Exports rose 16.9 percent year-on-year to $2.7 billion in July, also marking an 8.9 percent rise from the previous month. However, imports surged 29.3 percent compared to July last year, reaching $5.4 billion—a 12.4 percent increase from June. This pushed the monthly trade deficit to $2.75 billion, up from $1.91 billion in July 2024 and $2.37 billion the previous month.
For the fiscal year 2024-25, the overall trade gap expanded by 9.3 percent to $26.35 billion. Total exports during the year stood at $32 billion, showing a 4.5 percent increase, while imports grew by 6.6 percent to $58.4 billion.

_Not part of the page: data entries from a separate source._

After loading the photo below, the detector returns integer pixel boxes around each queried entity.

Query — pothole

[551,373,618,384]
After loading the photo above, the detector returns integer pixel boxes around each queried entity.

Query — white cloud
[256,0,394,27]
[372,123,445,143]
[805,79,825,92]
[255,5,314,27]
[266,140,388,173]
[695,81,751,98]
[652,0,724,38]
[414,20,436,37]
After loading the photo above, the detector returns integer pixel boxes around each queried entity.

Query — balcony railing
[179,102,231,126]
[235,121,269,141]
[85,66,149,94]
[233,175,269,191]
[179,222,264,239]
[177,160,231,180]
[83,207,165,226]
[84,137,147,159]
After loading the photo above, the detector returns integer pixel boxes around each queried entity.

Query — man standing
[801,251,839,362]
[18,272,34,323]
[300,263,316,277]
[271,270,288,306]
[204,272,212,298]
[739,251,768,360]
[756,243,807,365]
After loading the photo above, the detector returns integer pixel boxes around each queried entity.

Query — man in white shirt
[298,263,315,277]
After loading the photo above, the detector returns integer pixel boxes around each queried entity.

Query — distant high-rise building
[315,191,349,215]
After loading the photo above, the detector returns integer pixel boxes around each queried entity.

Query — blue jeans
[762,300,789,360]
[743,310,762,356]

Meanwhile, the PBS also released the services trade statistics for FY2024-25. Pakistan saw a notable improvement in its services trade balance, with the deficit narrowing by 15.84 percent to $2.62 billion, compared to $3.1 billion in the previous fiscal year.
In FY25, the country exported services worth $8.4 billion—an increase of 9.23 percent from $7.68 billion in FY24. On the other hand, imports of services rose modestly by 2.01 percent to $11 billion, up from $10.8 billion last year.
The data highlights moderate gains in exports of both goods and services, though import growth—likely tied to increased industrial activity and energy needs—continues to weigh on the overall trade balance.